When a patient enters St. Luke’s Nampa to check in for surgery, the first person they are likely to see is Maria Zavala.
Zavala is a bilingual guest services specialist who greets patients with a big smile and a mobile tablet.
Dressed in a blue coat and stationed by the front door, Zavala welcomes patients, answers questions and guides people to their appointments every weekday from 6 a.m. to 2:30 p.m.
The blue coat program, launched in early summer 2017, was created to help patients feel comfortable and cared for the moment they walk through the doors. The program has expanded from St. Luke’s hospitals in Boise and Meridian to Nampa.
“Many patients are anxious and worried,” Zavala said. “A lot of them are sick. I am always putting on a smile. It helps them feel welcome.”
Zavala has a natural empathy for many of the Canyon County patients she meets on the job. A resident of Nampa, Zavala graduated from Caldwell High School. At age 14, she started working in the fields, picking fruit, and then spent summers pulling tassels from corn. She has worked in food service, manufacturing and the graveyard shift at Home Depot. Born in Mexico, she is proud to have become a U.S. citizen earlier this year.
Since joining St. Luke’s in November, Zavala has discovered a passion for interacting with the public.
“Working here, I found that I am really good at helping people and relieving them of their fears,” she said.
“Maria is providing a concierge-type experience to our patients and they love that personal touch,” said Cheryl Hanson, supervisor of patient access at St. Luke’s Nampa. “She makes the initial contact at the door, helps guide patients to registration, the lab or even the cafeteria. Maria is able to answer questions and even accompanies our patients to their appointments.”
The program helps achieve Tonia Ferguson’s goals of interaction, kindness and compassion. Ferguson, the senior director of patient access, intends to expand the blue coat program while also rolling out the new self-service technology across the health system.
In the Magic Valley, touch-screen kiosks have been operating since March in a new medical office building. More kiosks are expected to be available this summer in some Treasure Valley locations.
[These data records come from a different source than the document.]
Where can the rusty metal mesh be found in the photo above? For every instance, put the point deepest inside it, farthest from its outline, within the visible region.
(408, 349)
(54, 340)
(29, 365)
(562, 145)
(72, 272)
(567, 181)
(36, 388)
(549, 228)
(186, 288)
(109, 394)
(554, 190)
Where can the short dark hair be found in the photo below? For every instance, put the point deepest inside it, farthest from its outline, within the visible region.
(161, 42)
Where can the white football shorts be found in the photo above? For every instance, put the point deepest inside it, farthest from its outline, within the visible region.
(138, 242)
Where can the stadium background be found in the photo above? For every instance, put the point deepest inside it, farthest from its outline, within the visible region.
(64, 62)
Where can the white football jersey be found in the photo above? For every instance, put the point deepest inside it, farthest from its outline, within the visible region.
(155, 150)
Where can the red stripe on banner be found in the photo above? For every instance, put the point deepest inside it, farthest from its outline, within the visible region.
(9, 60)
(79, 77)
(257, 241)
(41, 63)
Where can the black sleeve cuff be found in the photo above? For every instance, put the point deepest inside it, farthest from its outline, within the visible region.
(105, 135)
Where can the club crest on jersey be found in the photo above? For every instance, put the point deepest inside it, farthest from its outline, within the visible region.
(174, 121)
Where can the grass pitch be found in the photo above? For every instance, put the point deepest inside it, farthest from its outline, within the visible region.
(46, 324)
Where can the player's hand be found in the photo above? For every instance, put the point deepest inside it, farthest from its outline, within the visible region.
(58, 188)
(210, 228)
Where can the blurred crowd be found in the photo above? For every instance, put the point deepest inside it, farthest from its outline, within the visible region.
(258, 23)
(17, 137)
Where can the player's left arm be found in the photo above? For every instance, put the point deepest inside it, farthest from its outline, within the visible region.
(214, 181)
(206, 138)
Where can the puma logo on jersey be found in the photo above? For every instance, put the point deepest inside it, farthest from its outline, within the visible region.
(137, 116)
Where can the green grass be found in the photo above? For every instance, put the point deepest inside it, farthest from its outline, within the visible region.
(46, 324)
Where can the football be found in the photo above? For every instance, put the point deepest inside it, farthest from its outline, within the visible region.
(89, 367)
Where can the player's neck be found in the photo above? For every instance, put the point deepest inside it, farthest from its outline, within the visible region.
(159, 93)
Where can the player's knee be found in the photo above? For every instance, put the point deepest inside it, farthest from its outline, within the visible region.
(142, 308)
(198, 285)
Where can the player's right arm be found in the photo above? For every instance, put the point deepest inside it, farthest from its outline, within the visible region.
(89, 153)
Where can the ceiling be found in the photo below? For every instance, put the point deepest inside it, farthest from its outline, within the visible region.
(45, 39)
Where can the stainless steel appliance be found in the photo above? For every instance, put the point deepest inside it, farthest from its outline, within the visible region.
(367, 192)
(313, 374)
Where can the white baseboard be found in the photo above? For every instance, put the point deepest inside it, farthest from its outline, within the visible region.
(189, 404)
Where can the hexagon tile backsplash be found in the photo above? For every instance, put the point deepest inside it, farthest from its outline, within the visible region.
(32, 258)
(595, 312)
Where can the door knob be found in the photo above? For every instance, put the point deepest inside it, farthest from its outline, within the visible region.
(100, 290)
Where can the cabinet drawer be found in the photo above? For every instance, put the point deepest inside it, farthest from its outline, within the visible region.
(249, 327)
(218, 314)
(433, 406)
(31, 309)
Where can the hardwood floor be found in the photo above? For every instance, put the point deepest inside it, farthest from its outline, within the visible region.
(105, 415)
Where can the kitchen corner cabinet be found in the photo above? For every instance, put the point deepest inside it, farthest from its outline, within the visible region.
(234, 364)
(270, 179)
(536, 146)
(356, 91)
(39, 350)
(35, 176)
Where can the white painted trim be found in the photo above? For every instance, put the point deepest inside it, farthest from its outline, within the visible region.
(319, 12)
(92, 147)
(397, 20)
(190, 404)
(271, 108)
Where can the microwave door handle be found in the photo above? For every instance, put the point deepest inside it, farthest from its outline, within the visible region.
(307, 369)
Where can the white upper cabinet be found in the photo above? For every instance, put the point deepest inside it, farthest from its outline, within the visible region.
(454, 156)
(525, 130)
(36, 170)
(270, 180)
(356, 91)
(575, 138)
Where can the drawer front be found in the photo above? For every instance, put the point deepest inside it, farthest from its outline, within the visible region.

Patients can use the kiosks to complete a variety of tasks such as checking in or checking out for appointments, reviewing registration information and making payments on account balances. The kiosks also have an option that allows patients to check in several days before an appointment through their St. Luke’s myChart accounts using a computer or smartphone.
The self-service kiosks have been well received in the Magic Valley, said Janell Tilley, manager of patient access. The technology has helped to reduce check-in times and expedite registration, and hundreds of patients have accessed the “welcome” platform.
“Welcome helps patients take aspects of their care into their own hands,” Tilley said.
While research shows kiosks work well in ambulatory clinic settings, St. Luke’s is working on an implementation plan for the hospitals. Adam Vardaman, director of tertiary hospital registration, is leading a team analyzing how to best utilize the kiosks.
Ferguson is also exploring mobile registration, with a patient access specialist facilitating registration using a mobile tablet. Patients would be able to check in days in advance and receive an electronic code that can be scanned and checked in.
Combining technology with the blue coat program enables St. Luke’s to tailor services to benefit patients, Ferguson said. Spanish language skills, for example, are essential in an area where more than 25 percent of the population is Hispanic.
Zavala is pleased to be able to help.
“If I did not speak Spanish, some patients would be more uncomfortable and lost,” she said.
Her personal interaction with patients often results in warm moments of connection.
“Sometimes I have good conversations, especially with the older people,” she said. “They have a lot of good stories, and sometimes they have advice. They will tell you stories from their past about when they were younger.”
Ultimately, Zavala’s top priority is to make patients feel welcome.
“I hope I made their day better,” she said.
Amy Stahl formerly worked in the Communications and Marketing department at St. Luke's.